When 140 characters say too much (Blazers’ problematic tweeting)
Roughly 15 minutes after his team had lost its sixth game in a row, a game that the Trail Blazers desperately needed to have some sort of chance to stay within the Western Conference playoff picture, and while his head coach was still answering questions from reporters about the “disappointing” first-half effort against the Phoenix Suns, Blazer guard Will Barton tweeted out a message to a television personality.
“Ayyeee @SHAQ yall don’t joke me to bad on Shaqtin’ a fool lol.”
Barton, as a rookie, might not know the NBA’s policy on social media dating back to 2009 stating that players can not use “cell phones and other communication devices” from “45 minutes before game time until after players have finished their responsibilities after games.”
Rookie Meyers Leonard also might be unaware of the memo because on this very same night, around 35 minutes before tip off against the Phoenix Suns, he tweeted to his followers:
“The girl that wrote the article on Illini athletes…Completely false and quite possibly one of the worst articles ever written. #GetAClue”
The Blazers have several social-media friendly players, especially among their younger players as four of the team’s five rookies have official Twitter accounts. However their Tuesday night tweets revealed a lack of saavy as Barton and Leonard both violated the league’s policy by expressing thoughts that had nothing to do with the Blazers’ game.
Though Barton has since removed the tweet, Leonard’s remained up.
“This is definitely new for them. It’s a new experience for them,” team captain LaMarcus Aldridge said. “And I don’t think they really understand how each game is that important. If we win these games and be locked in, then we’d get into the playoffs. I don’t think they understand that yet because they’ve never been here before.”
“All you can do is talk,” Aldridge said about advising the rookies. “Eventually, when you can’t talk anymore, guys have to just learn. I mean, I’m tired of talking – not tired, but I’m not going to harp on every little thing. I’m going to work with them in the gym and try to talk to guys every day.”
Even J.J. Hickson, who has been in the league for four years, faced questions after the game about a series of tweets sent out from his account on Valentine’s Day that some followers deemed as inappropriate. Signed with the hashtag #girlbye, a few of the Hickson tweets included:
After the game, Hickson was asked three questions about the tweets and in his responses vacillated between thoughtfulness and defiance.
“I guess everyone is entitled to their own opinions,” Hickson said. “I meant no harm by my tweets.”
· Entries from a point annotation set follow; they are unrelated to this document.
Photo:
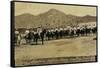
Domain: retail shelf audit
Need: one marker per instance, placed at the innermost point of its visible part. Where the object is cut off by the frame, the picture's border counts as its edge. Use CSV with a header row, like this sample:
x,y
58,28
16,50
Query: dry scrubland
x,y
79,46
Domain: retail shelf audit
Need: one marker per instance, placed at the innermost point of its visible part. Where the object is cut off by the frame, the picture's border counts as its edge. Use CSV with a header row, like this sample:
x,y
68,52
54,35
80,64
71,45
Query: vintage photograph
x,y
51,33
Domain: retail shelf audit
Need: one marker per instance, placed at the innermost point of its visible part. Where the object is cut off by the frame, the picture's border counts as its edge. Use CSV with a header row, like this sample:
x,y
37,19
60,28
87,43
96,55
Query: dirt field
x,y
79,46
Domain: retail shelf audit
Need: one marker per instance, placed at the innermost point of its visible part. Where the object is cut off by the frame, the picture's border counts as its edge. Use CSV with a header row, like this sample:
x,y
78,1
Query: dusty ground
x,y
80,46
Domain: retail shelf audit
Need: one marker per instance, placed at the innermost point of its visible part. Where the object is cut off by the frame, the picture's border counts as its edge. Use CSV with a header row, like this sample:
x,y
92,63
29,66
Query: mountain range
x,y
52,18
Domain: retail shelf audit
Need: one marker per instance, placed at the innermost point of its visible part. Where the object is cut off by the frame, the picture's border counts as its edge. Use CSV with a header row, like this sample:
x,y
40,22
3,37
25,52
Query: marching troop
x,y
33,36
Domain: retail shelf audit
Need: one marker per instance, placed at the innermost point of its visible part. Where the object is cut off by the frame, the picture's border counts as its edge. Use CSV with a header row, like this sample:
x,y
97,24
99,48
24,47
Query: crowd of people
x,y
32,36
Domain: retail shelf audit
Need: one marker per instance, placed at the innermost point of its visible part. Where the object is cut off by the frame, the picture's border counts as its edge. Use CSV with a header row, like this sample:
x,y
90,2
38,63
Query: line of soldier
x,y
50,34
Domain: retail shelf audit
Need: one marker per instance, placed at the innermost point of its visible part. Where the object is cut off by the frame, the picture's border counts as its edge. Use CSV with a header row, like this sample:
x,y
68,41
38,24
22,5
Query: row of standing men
x,y
32,36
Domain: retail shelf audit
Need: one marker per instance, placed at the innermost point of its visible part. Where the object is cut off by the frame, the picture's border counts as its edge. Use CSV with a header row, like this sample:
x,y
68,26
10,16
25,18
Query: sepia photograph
x,y
52,33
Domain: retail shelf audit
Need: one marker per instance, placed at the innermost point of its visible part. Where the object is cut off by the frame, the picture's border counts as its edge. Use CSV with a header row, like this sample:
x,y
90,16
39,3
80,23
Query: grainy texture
x,y
80,49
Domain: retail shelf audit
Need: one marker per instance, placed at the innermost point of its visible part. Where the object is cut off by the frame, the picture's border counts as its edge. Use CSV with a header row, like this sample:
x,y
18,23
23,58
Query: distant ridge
x,y
52,18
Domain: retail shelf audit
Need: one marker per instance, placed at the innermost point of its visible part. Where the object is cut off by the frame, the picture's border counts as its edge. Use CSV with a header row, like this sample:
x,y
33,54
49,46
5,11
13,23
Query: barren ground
x,y
79,46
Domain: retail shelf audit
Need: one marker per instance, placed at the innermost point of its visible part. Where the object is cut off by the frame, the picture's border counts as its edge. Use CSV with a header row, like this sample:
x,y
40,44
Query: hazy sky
x,y
37,8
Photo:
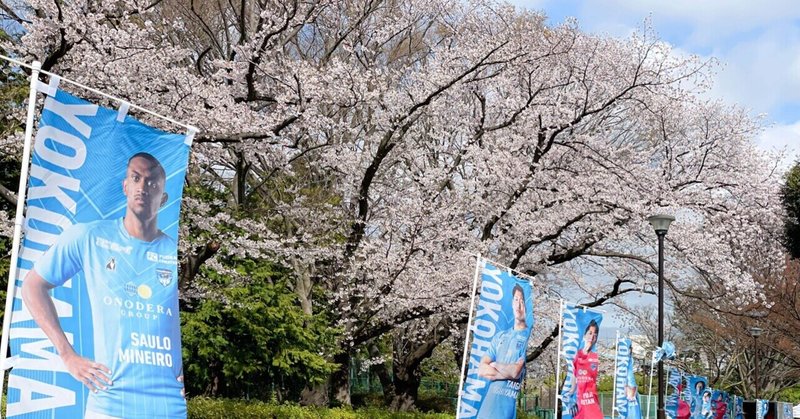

“I meant no harm in any way. I’m not that type of person to cause harm or commit harm to anyone.”
When asked if he felt a responsibility to represent the Blazers when he tweets, Hickson replied to the reporter: “Are we here to talk tweets, or are we here to talk basketball?”
“I think I represent the Trail Blazers great. When I tweet, I tweet outside basketball. Like I said, it’s my personal things I do and like I said, it’s an opinion. I can do something good and a million people think it’s something good and one person thinks it’s wrong.”